The “PD-depression” study, a large-scale, prospective, double-blind trial, was designed to compare the non-ergot dopamine agonist pramipexole versus placebo for the treatment of PD patients with depressive symptoms and stable motor function.
The results confirm the findings from an earlier clinical study where pramipexole had shown an antidepressive effect comparable to that of an SSRI when treating PD-related depressive symptoms, and support data from other trials which suggested that pramipexole may have a positive effect on depressive symptoms and motivation associated with PD.
“The wealth of data obtained from earlier trials with pramipexole looking into the treatment of this often overlooked non-motor symptom, along with its known efficacy in treating the motor symptoms of PD, made this drug the optimal choice for this new trial,” commented Professor Paolo Barone, Department of Neurological Sciences, University of Napoli-Federico II, Naples, Italy and lead investigator of both the PRODEST and the “PD-depression” studies.

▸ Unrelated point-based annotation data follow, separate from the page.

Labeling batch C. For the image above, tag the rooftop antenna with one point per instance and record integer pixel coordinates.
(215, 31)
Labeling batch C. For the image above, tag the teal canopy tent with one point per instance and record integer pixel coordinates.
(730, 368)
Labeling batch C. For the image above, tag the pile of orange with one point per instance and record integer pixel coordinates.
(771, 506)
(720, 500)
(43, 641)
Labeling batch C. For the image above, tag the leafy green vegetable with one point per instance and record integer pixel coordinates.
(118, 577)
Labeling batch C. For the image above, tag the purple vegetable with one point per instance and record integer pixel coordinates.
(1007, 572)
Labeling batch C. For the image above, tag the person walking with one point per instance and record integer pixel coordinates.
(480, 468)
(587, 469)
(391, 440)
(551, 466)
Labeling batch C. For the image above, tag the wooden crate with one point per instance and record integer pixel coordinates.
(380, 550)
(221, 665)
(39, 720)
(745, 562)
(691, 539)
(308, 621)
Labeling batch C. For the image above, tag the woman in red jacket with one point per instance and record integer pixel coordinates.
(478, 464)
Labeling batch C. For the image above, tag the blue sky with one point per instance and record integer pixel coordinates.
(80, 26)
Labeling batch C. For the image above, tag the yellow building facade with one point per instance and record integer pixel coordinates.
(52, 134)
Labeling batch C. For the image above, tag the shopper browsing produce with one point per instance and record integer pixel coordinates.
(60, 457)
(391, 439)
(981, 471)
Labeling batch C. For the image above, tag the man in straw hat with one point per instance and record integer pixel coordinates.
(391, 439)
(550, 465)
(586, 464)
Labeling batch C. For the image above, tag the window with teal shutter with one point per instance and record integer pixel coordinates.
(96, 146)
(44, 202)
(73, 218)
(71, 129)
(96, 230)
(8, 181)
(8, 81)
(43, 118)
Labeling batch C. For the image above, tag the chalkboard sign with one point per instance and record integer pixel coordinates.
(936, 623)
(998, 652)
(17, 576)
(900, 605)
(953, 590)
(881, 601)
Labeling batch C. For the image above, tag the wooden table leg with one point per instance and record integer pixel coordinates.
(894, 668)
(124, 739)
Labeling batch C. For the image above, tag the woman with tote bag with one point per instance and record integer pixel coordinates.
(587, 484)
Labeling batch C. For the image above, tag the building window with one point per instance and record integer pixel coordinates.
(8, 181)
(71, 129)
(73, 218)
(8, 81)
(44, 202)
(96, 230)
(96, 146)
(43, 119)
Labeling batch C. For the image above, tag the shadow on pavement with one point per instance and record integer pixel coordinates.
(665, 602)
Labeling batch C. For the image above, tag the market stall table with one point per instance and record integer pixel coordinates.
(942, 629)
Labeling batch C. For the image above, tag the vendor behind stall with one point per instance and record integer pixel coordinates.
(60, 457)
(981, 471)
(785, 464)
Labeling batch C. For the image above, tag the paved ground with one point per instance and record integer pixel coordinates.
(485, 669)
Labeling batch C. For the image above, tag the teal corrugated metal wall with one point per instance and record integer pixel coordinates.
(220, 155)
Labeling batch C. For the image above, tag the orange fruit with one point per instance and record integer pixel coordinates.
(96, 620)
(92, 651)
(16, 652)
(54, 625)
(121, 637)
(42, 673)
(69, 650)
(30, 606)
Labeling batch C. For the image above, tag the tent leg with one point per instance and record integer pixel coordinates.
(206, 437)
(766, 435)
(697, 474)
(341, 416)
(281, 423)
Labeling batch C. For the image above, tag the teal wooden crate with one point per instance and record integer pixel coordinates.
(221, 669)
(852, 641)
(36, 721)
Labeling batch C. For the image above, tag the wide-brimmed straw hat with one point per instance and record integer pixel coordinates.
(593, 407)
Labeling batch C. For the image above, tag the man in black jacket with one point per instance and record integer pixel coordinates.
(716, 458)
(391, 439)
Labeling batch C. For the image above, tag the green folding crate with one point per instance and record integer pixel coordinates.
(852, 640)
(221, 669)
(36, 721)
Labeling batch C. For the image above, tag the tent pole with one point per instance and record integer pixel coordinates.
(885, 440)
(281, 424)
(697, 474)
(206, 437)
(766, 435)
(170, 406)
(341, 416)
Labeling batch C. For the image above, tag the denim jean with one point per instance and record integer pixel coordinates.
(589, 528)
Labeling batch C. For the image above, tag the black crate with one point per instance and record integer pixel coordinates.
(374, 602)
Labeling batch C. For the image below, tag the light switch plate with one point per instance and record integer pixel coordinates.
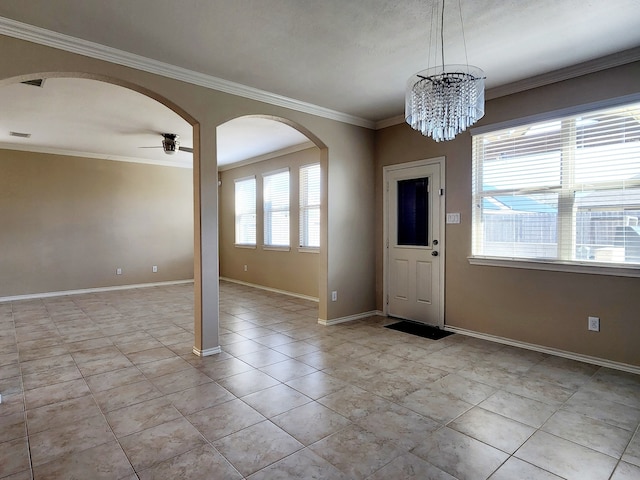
(453, 218)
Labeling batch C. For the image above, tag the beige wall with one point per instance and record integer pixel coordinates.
(539, 307)
(346, 155)
(69, 222)
(292, 271)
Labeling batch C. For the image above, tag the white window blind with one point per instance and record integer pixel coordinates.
(245, 211)
(310, 206)
(276, 209)
(565, 190)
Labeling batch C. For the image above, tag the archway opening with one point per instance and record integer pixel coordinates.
(272, 201)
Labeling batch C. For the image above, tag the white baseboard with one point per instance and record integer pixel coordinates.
(208, 352)
(269, 289)
(32, 296)
(350, 318)
(625, 367)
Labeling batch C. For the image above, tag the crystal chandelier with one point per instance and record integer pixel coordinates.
(445, 100)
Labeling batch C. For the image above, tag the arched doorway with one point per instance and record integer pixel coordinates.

Previously, the PRODEST study had shown that up to 40 percent of the studied PD patients continued to experience depressive symptoms in spite of receiving an antidepressant treatment.
“The interpretation of these findings reinforces many experts’ view that depressive symptoms in PD patients may require a different treatment approach. Establishing an effective treatment for this non-motor symptom of PD is important for patients, caregivers and for physicians, as it could also mean a reduction in the number of medications needed to effectively manage the spectrum of PD symptoms. This in turn would reduce patients’ risk of drug-drug interactions and possible antidepressant drug side effects,” added Professor Barone.